What Keeps Cities in Asia and Africa from Effective Public Service Delivery?

Urban Institute blog by Madeline Roth and Ammar Malik

Cities are widely regarded as engines of economic growth. Their ability to attract and retain talent and financial capital drives productivity and the well-being of societies. But cities across sub-Saharan Africa and Asia, two of the world’s most populous and rapidly urbanizing regions, are unable to provide basic services to most of their residents. Countries with greater levels of urbanization have traditionally enjoyed greater prosperity, but the rise of poor megacities in recent years has cast doubts on this relationship.

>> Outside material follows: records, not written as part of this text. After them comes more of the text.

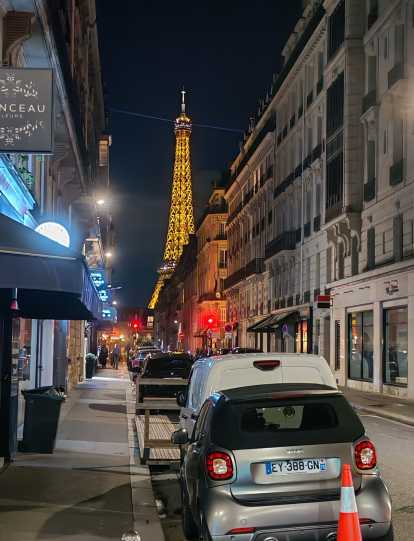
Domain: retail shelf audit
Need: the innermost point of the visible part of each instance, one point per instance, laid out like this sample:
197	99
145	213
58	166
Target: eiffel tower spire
181	223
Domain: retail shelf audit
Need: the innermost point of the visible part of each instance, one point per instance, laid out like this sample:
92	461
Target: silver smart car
264	464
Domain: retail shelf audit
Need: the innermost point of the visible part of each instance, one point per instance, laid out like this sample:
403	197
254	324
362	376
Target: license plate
286	467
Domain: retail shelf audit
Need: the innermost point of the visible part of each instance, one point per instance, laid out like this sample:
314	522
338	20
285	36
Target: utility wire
169	120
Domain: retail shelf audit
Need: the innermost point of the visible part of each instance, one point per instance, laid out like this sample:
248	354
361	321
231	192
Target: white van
244	370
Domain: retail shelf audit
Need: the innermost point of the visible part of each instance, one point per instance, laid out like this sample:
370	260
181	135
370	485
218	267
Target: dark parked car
237	350
272	454
165	366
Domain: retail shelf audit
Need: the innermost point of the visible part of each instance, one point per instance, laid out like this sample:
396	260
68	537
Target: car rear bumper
224	514
317	533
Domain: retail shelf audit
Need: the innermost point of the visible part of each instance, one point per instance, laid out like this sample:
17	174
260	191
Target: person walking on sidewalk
103	356
116	354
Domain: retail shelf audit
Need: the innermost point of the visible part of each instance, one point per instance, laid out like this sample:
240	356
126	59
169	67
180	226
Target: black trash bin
90	368
42	409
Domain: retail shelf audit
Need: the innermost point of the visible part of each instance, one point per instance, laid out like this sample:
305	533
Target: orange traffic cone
348	527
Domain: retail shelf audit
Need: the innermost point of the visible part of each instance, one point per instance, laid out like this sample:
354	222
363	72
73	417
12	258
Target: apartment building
320	198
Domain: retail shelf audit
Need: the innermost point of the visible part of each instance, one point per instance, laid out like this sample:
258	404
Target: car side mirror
180	436
181	399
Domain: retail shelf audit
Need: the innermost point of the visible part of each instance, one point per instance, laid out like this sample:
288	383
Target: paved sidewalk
389	407
93	487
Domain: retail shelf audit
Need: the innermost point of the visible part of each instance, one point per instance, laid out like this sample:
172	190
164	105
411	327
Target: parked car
265	462
238	350
231	371
165	366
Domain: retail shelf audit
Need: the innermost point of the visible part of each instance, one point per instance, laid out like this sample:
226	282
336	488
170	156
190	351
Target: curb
398	418
146	518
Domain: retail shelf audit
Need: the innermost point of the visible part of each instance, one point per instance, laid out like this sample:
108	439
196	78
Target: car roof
262	392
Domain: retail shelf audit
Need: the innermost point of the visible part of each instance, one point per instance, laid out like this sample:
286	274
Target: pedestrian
116	355
103	356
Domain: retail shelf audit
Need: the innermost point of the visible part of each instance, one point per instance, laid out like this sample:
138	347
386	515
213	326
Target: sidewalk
389	407
93	487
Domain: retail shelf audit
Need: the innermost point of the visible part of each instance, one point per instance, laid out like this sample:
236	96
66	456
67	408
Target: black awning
53	282
272	322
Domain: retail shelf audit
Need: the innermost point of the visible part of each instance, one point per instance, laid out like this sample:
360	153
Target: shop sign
103	295
26	110
98	278
391	287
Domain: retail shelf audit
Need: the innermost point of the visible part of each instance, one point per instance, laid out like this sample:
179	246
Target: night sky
225	53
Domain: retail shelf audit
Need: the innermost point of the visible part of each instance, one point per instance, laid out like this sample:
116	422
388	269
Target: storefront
371	344
42	286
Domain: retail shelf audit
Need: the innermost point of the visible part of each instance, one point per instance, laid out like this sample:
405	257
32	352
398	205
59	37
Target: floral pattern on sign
13	86
13	134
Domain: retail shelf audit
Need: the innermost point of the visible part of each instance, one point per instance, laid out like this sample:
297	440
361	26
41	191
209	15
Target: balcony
369	100
397	173
255	266
235	278
372	16
316	153
285	241
395	74
279	189
333	211
369	190
319	86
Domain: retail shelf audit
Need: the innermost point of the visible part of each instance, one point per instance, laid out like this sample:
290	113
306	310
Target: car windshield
310	420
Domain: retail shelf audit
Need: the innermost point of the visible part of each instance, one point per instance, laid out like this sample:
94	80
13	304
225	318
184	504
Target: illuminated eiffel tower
181	223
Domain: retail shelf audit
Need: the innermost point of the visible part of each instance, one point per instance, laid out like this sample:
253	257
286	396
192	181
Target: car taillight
219	466
365	455
266	365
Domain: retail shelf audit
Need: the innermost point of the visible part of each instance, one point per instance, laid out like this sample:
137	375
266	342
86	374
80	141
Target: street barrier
348	527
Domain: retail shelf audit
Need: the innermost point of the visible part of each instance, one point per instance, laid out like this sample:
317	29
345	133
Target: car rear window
169	365
286	422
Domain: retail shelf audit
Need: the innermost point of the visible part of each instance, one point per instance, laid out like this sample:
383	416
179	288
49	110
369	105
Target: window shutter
17	27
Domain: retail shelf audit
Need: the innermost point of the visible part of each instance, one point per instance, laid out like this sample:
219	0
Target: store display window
361	345
396	346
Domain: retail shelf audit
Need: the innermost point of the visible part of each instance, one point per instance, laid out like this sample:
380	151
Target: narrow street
82	491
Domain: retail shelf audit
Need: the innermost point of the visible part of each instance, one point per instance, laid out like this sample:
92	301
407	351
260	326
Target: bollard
132	535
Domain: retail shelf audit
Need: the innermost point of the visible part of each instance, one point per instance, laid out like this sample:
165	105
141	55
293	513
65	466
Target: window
361	348
396	346
398	238
337	345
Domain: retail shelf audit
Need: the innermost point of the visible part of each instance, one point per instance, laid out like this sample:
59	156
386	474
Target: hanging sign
26	110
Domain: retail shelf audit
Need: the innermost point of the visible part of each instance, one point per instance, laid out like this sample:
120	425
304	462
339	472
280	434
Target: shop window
301	342
396	346
337	345
361	348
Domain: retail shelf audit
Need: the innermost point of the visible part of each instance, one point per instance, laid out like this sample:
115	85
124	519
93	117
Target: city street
395	446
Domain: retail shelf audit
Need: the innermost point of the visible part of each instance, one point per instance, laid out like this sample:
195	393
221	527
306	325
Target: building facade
320	198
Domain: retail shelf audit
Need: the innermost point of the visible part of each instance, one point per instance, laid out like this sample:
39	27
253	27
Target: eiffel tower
181	223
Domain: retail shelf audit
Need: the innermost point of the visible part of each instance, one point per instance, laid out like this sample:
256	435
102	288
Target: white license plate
286	467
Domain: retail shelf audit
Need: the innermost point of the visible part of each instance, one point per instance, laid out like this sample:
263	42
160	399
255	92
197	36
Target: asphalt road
394	443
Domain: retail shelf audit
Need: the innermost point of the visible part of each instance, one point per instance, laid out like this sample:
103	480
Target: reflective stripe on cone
348	527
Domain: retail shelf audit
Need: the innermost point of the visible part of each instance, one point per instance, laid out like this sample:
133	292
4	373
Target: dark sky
225	53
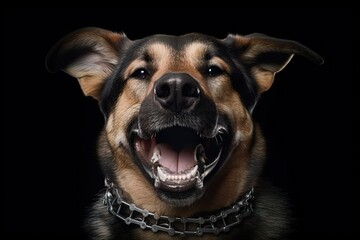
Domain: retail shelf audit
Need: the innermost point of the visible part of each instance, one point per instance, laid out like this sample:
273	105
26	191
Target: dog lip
206	151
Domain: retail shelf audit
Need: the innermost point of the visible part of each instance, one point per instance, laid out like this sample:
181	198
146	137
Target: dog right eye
140	73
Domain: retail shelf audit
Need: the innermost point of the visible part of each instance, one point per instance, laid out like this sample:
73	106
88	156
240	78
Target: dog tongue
176	161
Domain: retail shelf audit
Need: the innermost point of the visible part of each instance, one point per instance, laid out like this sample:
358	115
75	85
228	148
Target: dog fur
166	90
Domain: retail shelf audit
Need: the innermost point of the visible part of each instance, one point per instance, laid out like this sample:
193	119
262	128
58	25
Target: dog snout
177	92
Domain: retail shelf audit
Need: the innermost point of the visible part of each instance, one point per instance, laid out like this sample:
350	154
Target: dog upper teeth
199	154
156	155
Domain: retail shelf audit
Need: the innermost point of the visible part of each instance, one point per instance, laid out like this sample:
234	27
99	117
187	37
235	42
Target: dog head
178	110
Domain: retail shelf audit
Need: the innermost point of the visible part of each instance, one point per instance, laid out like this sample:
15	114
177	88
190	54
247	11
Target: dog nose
177	91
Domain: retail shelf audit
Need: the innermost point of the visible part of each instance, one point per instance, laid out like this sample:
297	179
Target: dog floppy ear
89	54
265	56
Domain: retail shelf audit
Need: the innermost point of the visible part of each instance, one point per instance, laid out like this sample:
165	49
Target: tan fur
220	191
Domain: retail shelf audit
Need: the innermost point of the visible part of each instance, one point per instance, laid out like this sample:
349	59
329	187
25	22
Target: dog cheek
115	135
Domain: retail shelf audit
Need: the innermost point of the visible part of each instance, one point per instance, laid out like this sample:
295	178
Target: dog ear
266	55
89	54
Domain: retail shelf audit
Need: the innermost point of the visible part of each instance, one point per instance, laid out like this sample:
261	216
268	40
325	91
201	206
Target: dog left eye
140	73
214	71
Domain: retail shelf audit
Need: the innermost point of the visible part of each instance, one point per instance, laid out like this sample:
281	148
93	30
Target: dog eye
140	73
214	71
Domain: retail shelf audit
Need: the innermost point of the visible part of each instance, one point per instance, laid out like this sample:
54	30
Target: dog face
178	129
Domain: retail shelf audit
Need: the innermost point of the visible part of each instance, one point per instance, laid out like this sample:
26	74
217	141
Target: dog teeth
156	155
199	154
157	182
199	182
163	176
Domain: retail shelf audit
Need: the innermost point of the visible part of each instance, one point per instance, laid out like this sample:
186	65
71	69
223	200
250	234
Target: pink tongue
176	161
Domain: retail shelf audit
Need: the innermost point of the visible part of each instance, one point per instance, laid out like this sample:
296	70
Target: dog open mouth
179	158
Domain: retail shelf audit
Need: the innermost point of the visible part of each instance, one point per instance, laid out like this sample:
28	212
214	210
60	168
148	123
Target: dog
180	151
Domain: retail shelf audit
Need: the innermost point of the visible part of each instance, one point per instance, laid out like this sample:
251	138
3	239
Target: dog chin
180	199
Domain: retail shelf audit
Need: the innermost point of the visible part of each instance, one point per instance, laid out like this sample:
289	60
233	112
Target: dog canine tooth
156	155
157	182
161	174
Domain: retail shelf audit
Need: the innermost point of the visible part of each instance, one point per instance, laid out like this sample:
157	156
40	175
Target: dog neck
214	223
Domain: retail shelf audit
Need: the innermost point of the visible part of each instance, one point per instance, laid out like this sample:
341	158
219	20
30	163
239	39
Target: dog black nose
177	91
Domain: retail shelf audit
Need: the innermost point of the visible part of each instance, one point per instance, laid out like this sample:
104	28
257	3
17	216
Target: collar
219	221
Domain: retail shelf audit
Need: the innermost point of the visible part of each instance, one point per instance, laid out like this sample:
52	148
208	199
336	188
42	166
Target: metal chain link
215	224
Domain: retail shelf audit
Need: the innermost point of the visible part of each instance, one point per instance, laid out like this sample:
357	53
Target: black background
51	175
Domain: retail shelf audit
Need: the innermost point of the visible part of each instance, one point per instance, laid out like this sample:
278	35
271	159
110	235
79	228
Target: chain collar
219	222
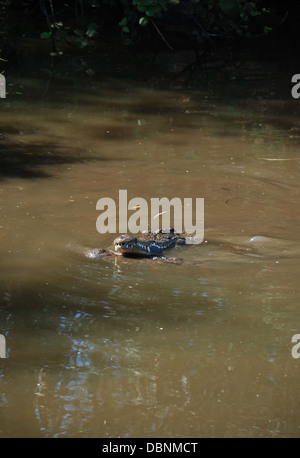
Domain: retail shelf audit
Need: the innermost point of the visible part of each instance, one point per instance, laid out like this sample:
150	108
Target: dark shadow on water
29	161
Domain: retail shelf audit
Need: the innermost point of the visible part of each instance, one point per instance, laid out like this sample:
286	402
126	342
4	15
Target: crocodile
151	245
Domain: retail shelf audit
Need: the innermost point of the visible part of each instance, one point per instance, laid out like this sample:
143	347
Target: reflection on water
134	348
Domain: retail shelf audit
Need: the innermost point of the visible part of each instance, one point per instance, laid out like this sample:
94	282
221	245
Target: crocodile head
148	244
128	245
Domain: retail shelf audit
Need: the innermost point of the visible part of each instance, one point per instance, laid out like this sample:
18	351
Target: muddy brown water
138	349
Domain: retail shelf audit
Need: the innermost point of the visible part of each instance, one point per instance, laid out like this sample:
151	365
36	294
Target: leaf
123	21
91	30
45	35
227	5
90	72
143	21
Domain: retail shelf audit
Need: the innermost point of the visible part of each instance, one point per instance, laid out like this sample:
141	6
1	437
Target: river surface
134	348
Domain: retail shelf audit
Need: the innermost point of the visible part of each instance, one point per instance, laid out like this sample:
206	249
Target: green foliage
195	23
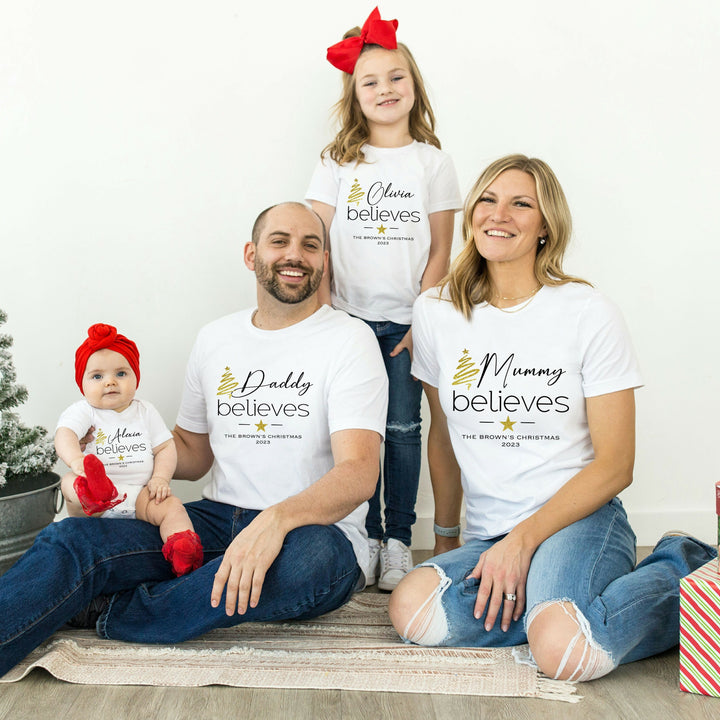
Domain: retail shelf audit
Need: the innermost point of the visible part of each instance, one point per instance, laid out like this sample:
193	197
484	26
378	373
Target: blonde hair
354	131
468	283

By 2040, over half the world’s poor earning less than $1 per day are expected to live in cities. To realize their full economic potential, cities must offer quality public amenities, modern urban infrastructure, and widely accessible basic public services such as water and sanitation.

What factors prevent cities from better serving residents? And what can city governments do improve the status quo?

The following five factors are crucial:

  1. Effectiveness of functional assignments: the extent to which local governments’ de facto responsibilities match legal authority, such as planning and executing capital investments. When cities are responsible for delivering solid waste management services, for instance, central government entities must not interfere in operating the landfill.
  2. Dynamic local political leadership: the level of political space available to local leadership, and their dynamism and responsiveness in responding to the citizens’ demands. Regardless of the type of service, local government executives require complete support of local councils and the bureaucracies to deliver services effectively.
  3. Administrative autonomy: local authorities’ powers to hire and fire key local staff, approve their own budgets, and determine their own administrative structures. In many countries, central governments prevent local authorities from making key financial decisions and offering necessary skills trainings and tools.
  4. Financial autonomy: the ability to set service fees, transparency of annual budgeting, powers for raising capital for public investments, and adverse effects of dependence on fiscal transfers. Local governments are often denied adequate powers to set and collect user fees on services they deliver, preventing them from cross-subsidizing low-income residents by charging higher revenues generated from wealthier residents.
  5. Accountability to and participation of citizens: the responsiveness to the electorate’s needs through institutionalized systems for participatory planning, complaint handling, and performance management. Since local governments must answer to their electorate, the electorate’s support must be obtained on annual spending, setting standards of service delivery, and providing robust systems for redressing complaints.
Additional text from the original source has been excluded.